Ashland Gazette
- Type: Weekly newspaper
- Owner: Lee Enterprises
- Founder: J. F. Ritchhart
- Publisher: Midlands Newspapers Inc.
- Editor: Lisa Brichacek
- Founded: 1878
- Headquarters: 564 N. Broadway, Wahoo, Nebraska United States
- Circulation: 581
- OCLC number: 30909595
- Website: wahoo-ashland-waverly.com/community/ashland/

= Ashland Gazette =

American weekly newspaper in Nebraska

The Ashland Gazette is a weekly newspaper serving Ashland, Nebraska and surrounding communities of Saunders County, Nebraska.

The paper is part of Midlands Newspapers, Inc., which is a subsidiary of Omaha World-Herald, which was owned by Berkshire Hathaway Inc. As of 2020, the newspaper is owned by Lee Enterprises.

== History ==
The paper was established as the Saunders County Reporter in 1878 by J.F. Ritchhart. In 1881, it was purchased by T.J. Pickett, Jr. and renamed to Ashland Gazette. The Ashland Gazette is considered the oldest newspaper and oldest business in Saunders County, Nebraska.

Pickett Jr. sold the paper to William Becker around 1892 and went on to purchase the Wahoo Wasp. William Becker published the Ashland Gazette until 1911 when he sold the paper to F.L. Carroll.

Glen Howard purchased the paper in 1914 and he installed a new linotype machine and modern printing equipment. Howard worked on the paper until his death in 1934. Mr. and Mrs. J.R. Ziegenbein published the paper from 1932 to 1945; Mrs. J.R. Ziegenbein was Glen Howard's daughter. During that time, they also owned the Gretna Breeze.
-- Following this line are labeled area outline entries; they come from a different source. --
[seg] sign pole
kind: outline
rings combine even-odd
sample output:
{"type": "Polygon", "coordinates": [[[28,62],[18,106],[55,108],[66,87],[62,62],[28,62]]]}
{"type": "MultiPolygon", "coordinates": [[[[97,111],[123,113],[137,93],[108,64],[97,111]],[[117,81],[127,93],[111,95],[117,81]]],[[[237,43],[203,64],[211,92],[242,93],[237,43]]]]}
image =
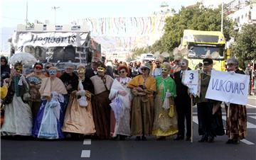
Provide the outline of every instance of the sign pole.
{"type": "Polygon", "coordinates": [[[191,97],[191,142],[193,143],[193,98],[191,97]]]}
Ziegenbein was a member of the committee that established the College World Series in 1949.

M.C. Howe owned and edited the paper from 1945-1955.

In 1955, the Ashland Gazette was sold to Arthur J. Reidesel. Reidesel served as president of the Nebraska Press Association in 1979. Reidesel published the Gazette for 30 years, until his retirement in 1985. The paper was sold to Zean and Marilyn Carney.

Ashland Gazette became part of Arbor Printing Co., a company owned by the Carneys and that also included The Waverly News, the Wahoo Newspaper, and the David City Banner Press. Zean Carney served a term as president of the Nebraska Press Association in 1999.

On May 1, 2004, the Carneys sold the Ashland Gazette to Midlands Newspapers, Inc., which is a subsidiary of Omaha World-Herald. The Carneys went on to establish and fund The Outstanding Young Nebraska Journalist Award, given every year by the Nebraska Press Association. In 2011, Zean Carney received the highest honor bestowed by the Nebraska Press Association: the Master Editor-Publisher Award.